10 Temmuz 2009 Cuma

Ahmed Arif' e dair bir kaç söz-1 / Engin DÜZ

süleyman demirel' le aynı dönemde afyon lisesin' nde okumasının bu kadar kısa sözle bu kadar çok şey anlatmasında bir ilgisi var mı diye hep düşünmüşümdür. belkide dönemdaşına inat, onun laf kalabalığına karşı bir tavırdı kelimelerle arasının bu kadar iyi olması.

aslında bu yazıya başka isimlerle olan ilişkilerini anlatarak başlamak istiyordum. sanırım en uygunsuz isimle başladım üstada dair sözler etmeye.

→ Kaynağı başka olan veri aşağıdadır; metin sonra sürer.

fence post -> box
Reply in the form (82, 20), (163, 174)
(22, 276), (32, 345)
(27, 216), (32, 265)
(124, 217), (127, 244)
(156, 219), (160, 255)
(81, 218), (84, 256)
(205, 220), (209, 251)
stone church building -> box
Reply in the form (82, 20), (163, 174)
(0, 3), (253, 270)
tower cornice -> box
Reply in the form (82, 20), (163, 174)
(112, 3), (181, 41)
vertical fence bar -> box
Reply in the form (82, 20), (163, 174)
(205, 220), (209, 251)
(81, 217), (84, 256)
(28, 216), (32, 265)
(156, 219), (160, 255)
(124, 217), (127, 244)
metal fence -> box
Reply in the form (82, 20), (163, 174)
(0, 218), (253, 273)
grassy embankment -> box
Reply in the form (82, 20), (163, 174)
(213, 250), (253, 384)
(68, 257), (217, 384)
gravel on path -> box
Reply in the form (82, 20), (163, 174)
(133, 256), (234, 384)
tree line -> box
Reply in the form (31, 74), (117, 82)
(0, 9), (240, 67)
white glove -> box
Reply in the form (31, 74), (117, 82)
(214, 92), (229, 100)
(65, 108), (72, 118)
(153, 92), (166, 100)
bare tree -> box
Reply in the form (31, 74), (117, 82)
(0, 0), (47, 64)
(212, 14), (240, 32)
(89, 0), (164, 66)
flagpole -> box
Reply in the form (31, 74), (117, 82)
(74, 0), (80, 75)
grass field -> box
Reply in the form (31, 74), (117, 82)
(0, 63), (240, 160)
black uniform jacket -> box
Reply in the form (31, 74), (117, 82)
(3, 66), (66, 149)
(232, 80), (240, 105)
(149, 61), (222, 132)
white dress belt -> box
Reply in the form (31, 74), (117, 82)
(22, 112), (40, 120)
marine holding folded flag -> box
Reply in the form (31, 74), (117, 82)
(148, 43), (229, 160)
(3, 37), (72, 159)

ahmed arif türk şiirinde kendisine ait bir yeri olan bir şairdir. enver gökçe, nazım hikmet gibi şairlerle karşılaştırılmış olsa bile asla bu şairlerden etkilenmemiştir. aksine için de bulunduğu dönemde varolan şiir akımına (garip) bile dönüp bakmamıştır. ki ahmed arif' in dönemdaşı ve sonrasında varolan bir çok şairi etkilemiştir bu akım. başka şairleden etkilendiği tek bir dönem vardır bu ise lise çağlarına rastlar. şiirle tanışan her genç gibi döneminin şairlerinden etkilenmeler olur. fakat bu durum ahmed arif' in şiire bakışına ve yüklediği anlamla asla uyuşmaz. lise dönemindeki bu kısa etkileşim sadece arif' i şiirle tanıştırmış ve son bulmuştur.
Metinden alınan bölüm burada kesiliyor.